Jealousy inspired James Franco to act
The actor used to fool dates with his accent talents.
James Franco's love for acting was stirred up by an amorous school pal who hit on his girlfriend in a play he wrote and directed.
The 127 Hours star didn't sign up for drama class until his senior year in high school, and it took a spot of jealousy to get him involved.
"I had a girlfriend in the drama programme and she had been asked to do a one-act by this guy," he tells W magazine. "He had written this one-act and was directing and starring in it. It was this romantic piece, and they were gonna make out in it.
"I got really jealous, and I begged her not to do it. But she did it anyway, as she should have. I realise in hindsight that I was jealous probably more because he had constructed this whole thing and he’d written it and directed it and was acting in it - it was, like, all the things that I wanted to do."
James decided there and then to join the drama class, adding, "I got the leads in the last two plays that year."
Although he had caught the acting bug, he'd left it too late to apply to drama schools or theatre programmes.

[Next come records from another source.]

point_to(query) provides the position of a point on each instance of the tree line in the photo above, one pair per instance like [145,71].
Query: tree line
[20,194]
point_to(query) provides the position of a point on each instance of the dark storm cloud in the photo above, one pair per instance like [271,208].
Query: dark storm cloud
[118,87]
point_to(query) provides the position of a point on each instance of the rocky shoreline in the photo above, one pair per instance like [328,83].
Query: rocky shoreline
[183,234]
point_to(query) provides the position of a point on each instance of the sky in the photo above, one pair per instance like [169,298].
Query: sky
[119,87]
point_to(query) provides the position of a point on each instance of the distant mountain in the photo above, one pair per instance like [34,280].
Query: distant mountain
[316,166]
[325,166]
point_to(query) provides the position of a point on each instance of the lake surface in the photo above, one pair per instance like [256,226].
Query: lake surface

"I was in L.A., and there was, like, a guy in my dorm that was on the show Cybill, with Cybill Shepherd," he adds. "It was just all around me, and I was like, 'Well, I need to do this now'. So I dropped out of school. My parents wouldn’t support me anymore. So I worked at McDonald’s for two or three months... Then I got a Pizza Hut commercial, and then not long after that I did (TV show) Freaks and Geeks. So it all worked out."
The actor insists working at McDonald's helped him perfect his drama skills: "I would practice different accents in the drive-thru, like really bad accents. But people believed me."

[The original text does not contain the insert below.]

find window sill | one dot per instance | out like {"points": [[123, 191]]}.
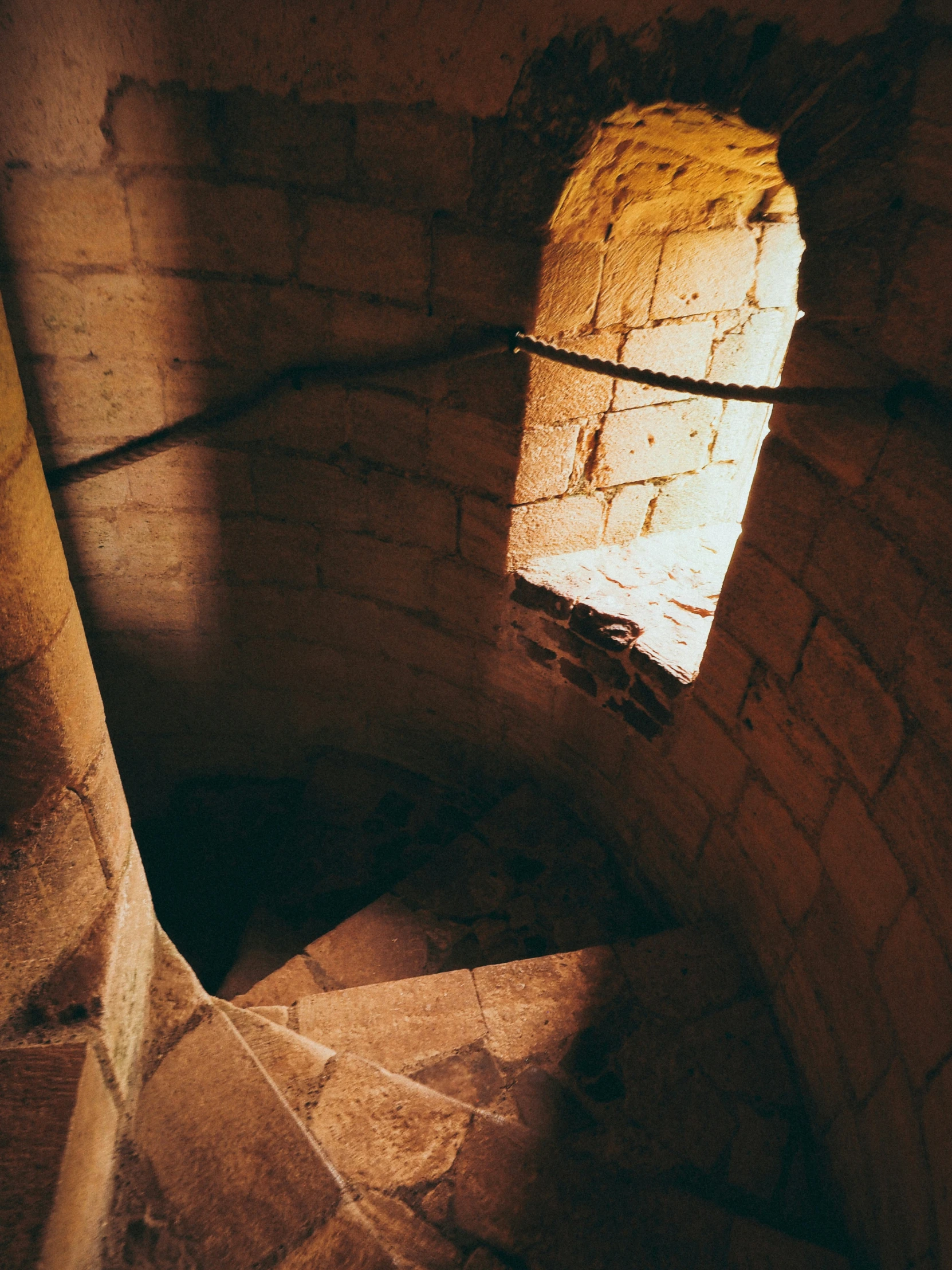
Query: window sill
{"points": [[627, 625]]}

He also discovered the accent trick was popular with the ladies, adding, "I'd always know that they were interested 'cause they’d come back around... She’d come back and she’d be like, 'Well, I’m trying to learn Italian. Maybe you could give me some Italian lessons'.

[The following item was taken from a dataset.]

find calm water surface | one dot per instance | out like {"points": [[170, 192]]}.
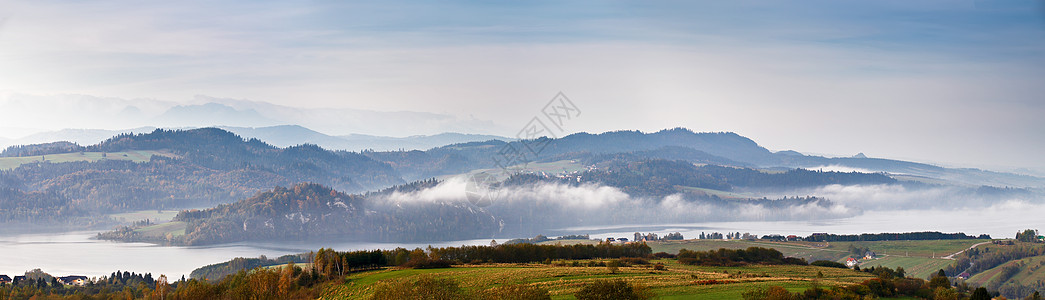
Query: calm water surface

"There were a couple, I guess, with my Irish accent or, like, my Brooklyn accent - those I could go out on dates with. You know, we went to see Titanic, and I had to keep it up... I always had to break it to 'em, 'cause they’d call me, and it was before cell phones. So I’d pick up the phone, I didn’t know who it was. And I’d be like, 'Hello?' And they’d be like, 'James, is that you? What happened to your accent?' It was always the worst, as if I was this huge imposter... It usually ended right there."